Logo no início do livro diz que é uma mulher madura e bem resolvida. O que é que isso significa?

Quer dizer que sou uma pessoa muito mais segura e que sei o que quero e o que não quero da vida. Estou em paz com o meu caminho, que resultou das escolhas que fui fazendo. Umas vezes, correu bem, outras nem tanto, mas, mesmo quando não correu assim tão bem, tive grandes ensinamentos. Não posso ficar zangada com algumas coisas que vivi porque, se não as tivesse vivido, não era a pessoa que sou hoje. Estou bem resolvida com a vida e feliz por ter a idade que tenho. Acho muito importante que se desmitifique de uma vez por todas essa história da idade, sobretudo em relação à mulheres. A idade é apenas um número e ponto final.
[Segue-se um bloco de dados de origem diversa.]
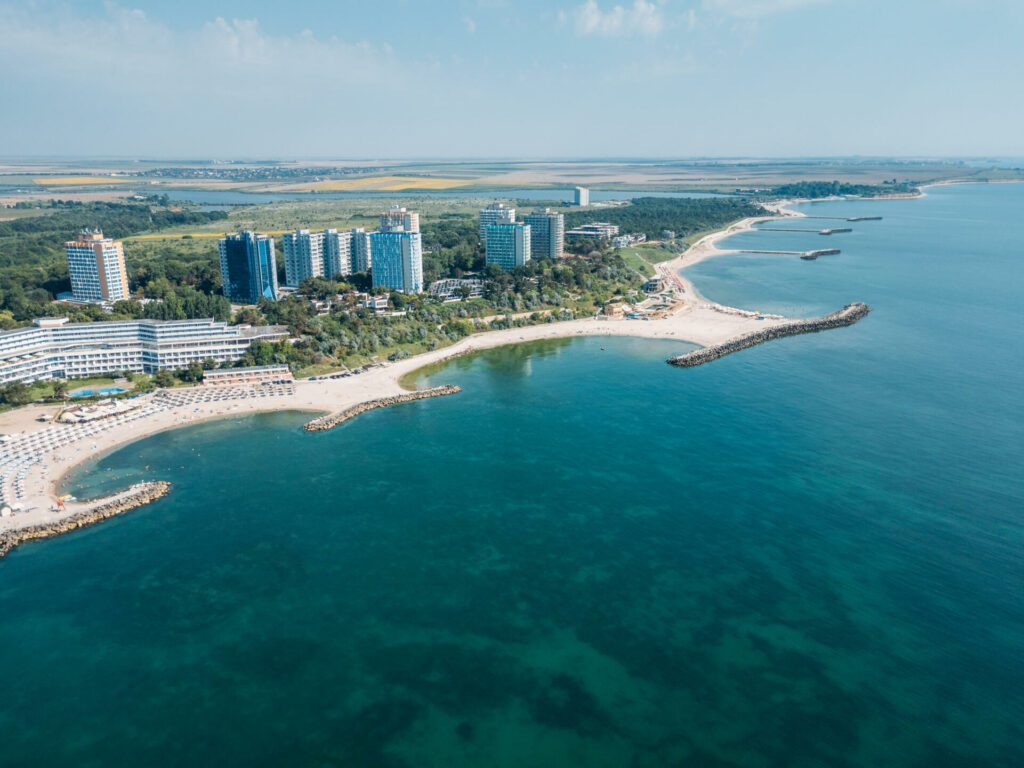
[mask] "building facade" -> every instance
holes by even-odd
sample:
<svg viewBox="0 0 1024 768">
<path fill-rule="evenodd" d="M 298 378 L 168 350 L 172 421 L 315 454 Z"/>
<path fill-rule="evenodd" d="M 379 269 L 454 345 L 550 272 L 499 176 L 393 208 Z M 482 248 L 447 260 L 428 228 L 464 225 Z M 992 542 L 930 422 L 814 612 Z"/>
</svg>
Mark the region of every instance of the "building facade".
<svg viewBox="0 0 1024 768">
<path fill-rule="evenodd" d="M 487 227 L 492 224 L 515 223 L 515 208 L 506 208 L 504 203 L 492 203 L 480 209 L 480 244 L 487 242 Z"/>
<path fill-rule="evenodd" d="M 352 271 L 369 272 L 373 268 L 373 255 L 370 253 L 370 233 L 361 226 L 353 226 L 349 232 L 352 238 Z"/>
<path fill-rule="evenodd" d="M 239 304 L 278 300 L 278 259 L 273 238 L 253 231 L 221 238 L 220 279 L 224 296 Z"/>
<path fill-rule="evenodd" d="M 510 271 L 530 259 L 529 224 L 490 224 L 486 242 L 487 266 L 495 264 Z"/>
<path fill-rule="evenodd" d="M 65 243 L 72 300 L 82 303 L 127 299 L 128 270 L 120 241 L 99 229 L 83 229 L 78 240 Z"/>
<path fill-rule="evenodd" d="M 254 341 L 288 338 L 283 326 L 214 319 L 69 323 L 45 317 L 0 333 L 0 383 L 78 379 L 115 371 L 156 373 L 212 359 L 231 362 Z"/>
<path fill-rule="evenodd" d="M 373 232 L 370 253 L 375 289 L 423 291 L 423 243 L 419 232 Z"/>
<path fill-rule="evenodd" d="M 337 278 L 352 271 L 352 233 L 325 229 L 324 276 Z"/>
<path fill-rule="evenodd" d="M 611 240 L 618 234 L 618 225 L 606 221 L 592 221 L 589 224 L 569 229 L 565 232 L 566 240 Z"/>
<path fill-rule="evenodd" d="M 297 287 L 309 278 L 324 276 L 324 232 L 296 229 L 282 237 L 285 285 Z"/>
<path fill-rule="evenodd" d="M 529 224 L 530 258 L 560 259 L 565 255 L 565 217 L 545 208 L 523 221 Z"/>
<path fill-rule="evenodd" d="M 252 384 L 291 384 L 295 381 L 288 366 L 249 366 L 204 371 L 203 383 L 210 387 L 245 386 Z"/>
<path fill-rule="evenodd" d="M 381 214 L 382 232 L 418 232 L 420 231 L 420 214 L 407 211 L 398 206 L 391 206 Z"/>
</svg>

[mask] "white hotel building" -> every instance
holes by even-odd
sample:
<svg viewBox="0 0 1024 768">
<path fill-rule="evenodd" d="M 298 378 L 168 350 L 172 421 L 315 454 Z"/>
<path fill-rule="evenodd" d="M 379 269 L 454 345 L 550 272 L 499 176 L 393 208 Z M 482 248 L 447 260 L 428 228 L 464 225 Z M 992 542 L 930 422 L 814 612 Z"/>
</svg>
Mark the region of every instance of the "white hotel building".
<svg viewBox="0 0 1024 768">
<path fill-rule="evenodd" d="M 254 341 L 287 337 L 283 326 L 228 326 L 214 319 L 69 323 L 43 317 L 32 328 L 0 333 L 0 384 L 115 371 L 152 374 L 207 359 L 230 362 Z"/>
</svg>

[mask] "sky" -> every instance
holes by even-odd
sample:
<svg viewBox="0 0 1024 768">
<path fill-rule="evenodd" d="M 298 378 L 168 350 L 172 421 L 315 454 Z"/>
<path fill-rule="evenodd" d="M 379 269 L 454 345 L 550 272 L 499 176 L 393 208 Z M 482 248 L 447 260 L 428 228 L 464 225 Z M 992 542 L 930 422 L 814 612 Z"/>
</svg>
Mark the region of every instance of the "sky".
<svg viewBox="0 0 1024 768">
<path fill-rule="evenodd" d="M 0 0 L 0 155 L 1024 156 L 1024 0 Z"/>
</svg>

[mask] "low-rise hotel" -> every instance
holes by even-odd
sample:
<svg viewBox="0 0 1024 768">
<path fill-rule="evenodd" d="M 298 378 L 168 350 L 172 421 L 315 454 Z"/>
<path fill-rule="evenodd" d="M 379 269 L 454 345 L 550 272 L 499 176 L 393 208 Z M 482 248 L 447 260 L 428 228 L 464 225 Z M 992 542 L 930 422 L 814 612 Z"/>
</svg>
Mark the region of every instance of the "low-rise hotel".
<svg viewBox="0 0 1024 768">
<path fill-rule="evenodd" d="M 254 341 L 285 338 L 284 326 L 228 326 L 214 319 L 69 323 L 43 317 L 31 328 L 0 333 L 0 384 L 116 371 L 152 374 L 208 359 L 233 362 Z"/>
</svg>

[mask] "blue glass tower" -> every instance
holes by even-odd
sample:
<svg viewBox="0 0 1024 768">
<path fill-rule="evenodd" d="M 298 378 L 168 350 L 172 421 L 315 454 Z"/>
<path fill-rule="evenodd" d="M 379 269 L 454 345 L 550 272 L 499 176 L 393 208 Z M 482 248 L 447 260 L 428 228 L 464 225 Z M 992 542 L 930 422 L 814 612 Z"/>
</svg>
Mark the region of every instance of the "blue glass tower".
<svg viewBox="0 0 1024 768">
<path fill-rule="evenodd" d="M 220 241 L 220 279 L 224 296 L 239 304 L 278 300 L 278 259 L 273 238 L 244 231 Z"/>
</svg>

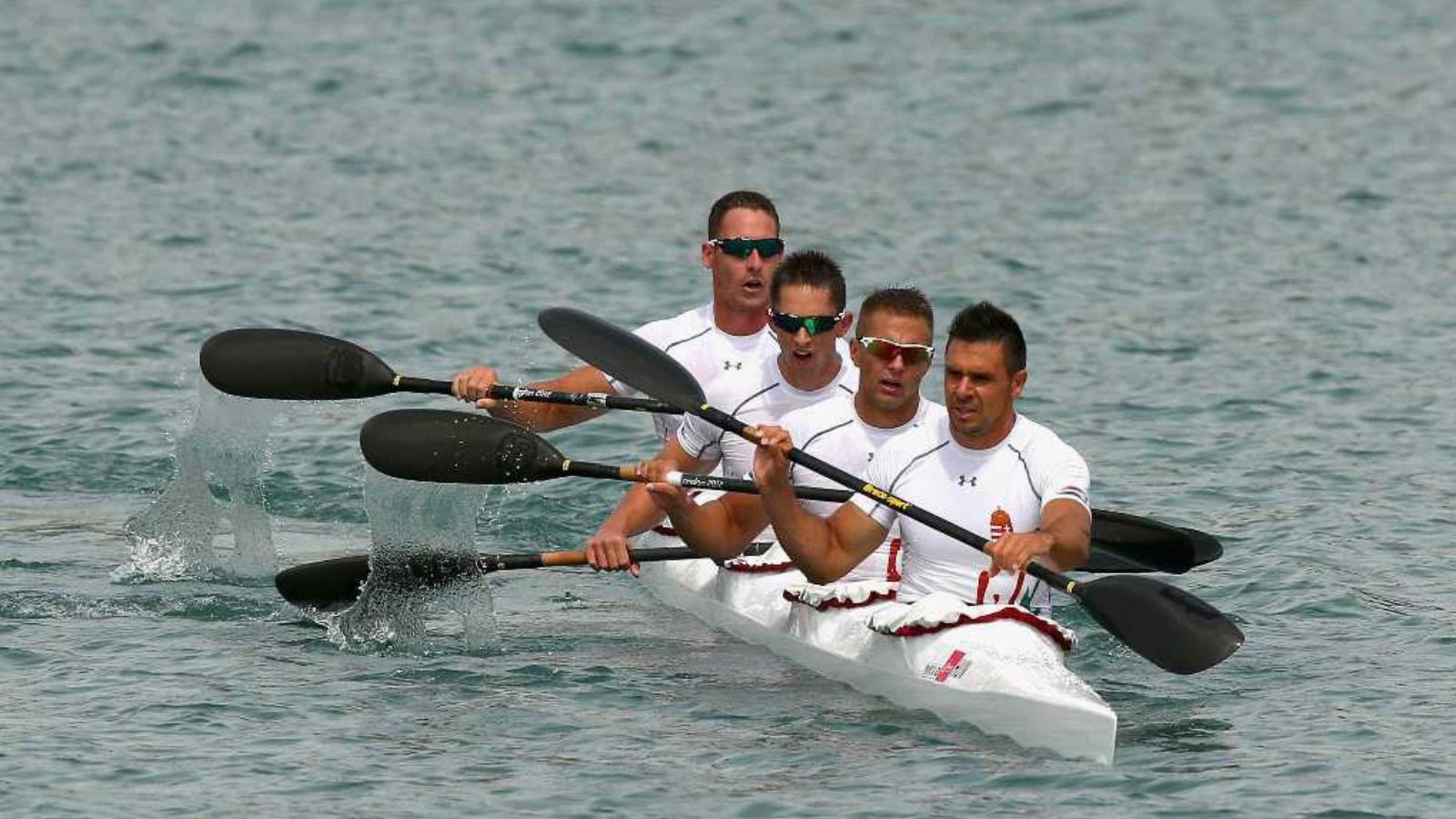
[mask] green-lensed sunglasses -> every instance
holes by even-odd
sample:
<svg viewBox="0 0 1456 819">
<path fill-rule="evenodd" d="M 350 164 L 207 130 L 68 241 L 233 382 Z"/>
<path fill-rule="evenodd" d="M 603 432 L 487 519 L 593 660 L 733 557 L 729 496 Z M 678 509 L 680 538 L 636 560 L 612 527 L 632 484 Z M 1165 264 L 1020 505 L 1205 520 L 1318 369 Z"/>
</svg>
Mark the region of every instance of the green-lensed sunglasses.
<svg viewBox="0 0 1456 819">
<path fill-rule="evenodd" d="M 776 236 L 769 236 L 766 239 L 748 239 L 745 236 L 732 236 L 724 239 L 709 239 L 709 245 L 718 248 L 719 251 L 728 254 L 729 256 L 738 256 L 745 259 L 759 251 L 759 258 L 772 259 L 773 256 L 783 252 L 783 239 Z"/>
</svg>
Autocuidado: os rituais de bem-estar de Fátima Lopes

“Procuro fazer uma alimentação cuidada e equilibrada, mas que não me impede de estar com as outras pessoas e de fazer refeições com elas, pois não sou fundamentalista em nada”;

“Tento praticar exercício físico, três vezes por semana”;

“Sigo uma boa higiene do sono, evitando tudo o que a perturbe ao fim do dia, como alguns alimentos e tecnologia”;

“Meditar também é fundamental”;

“Procuro ter um hobby no qual vou à procura do meu lado mais criativo”.

Mas vivemos numa sociedade muito idadista.

Sim, em Portugal não nos podemos orgulhar de tratar bem os idosos. Existem bons exemplos, mas existem muito maus exemplos. Eu diria que a sociedade não está preparada para o envelhecimento. Há ainda o estigma em relação

às mulheres, que até uma certa idade têm de ser perfeitas; depois, passam a estar na reta descendente para o final,
o que é de uma ignorância sem tamanho. Passo a vida a pregar nesta área. Não se pode exigir a uma mulher de 50, 60 ou 70 anos que tenha o corpo de uma de 15. Os comentários gratuitos que se ouvem sobre as competências físicas e emocionais podem destruir.

No livro, fala muito de pessoas tóxicas. Afastarmo-nos dessas pessoas é fundamental para nos sentirmos melhor connosco?

As pessoas só têm o poder que lhes damos. Acho que as pessoas tóxicas não acrescentam nada e só nos drenam
energia, porque trazem-nos negatividade e beliscam a nossa autoestima. Positivas são as pessoas que nos sabem
ouvir e que nos acompanham, e não significa isso dizer sim a tudo o que fazemos. Cada um gere a sua vida da forma
como entende; os outros só têm de respeitar e estarem lá para nos apoiar, nos bons e maus momentos.

O que é para si saber viver?

É fazer as escolhas que me fazem feliz. É o que procuro fazer, nem sempre consigo, mas é sinal de que sou humana.

A versão original deste artigo foi publicada na revista Saber Viver nº279, setembro de 2023.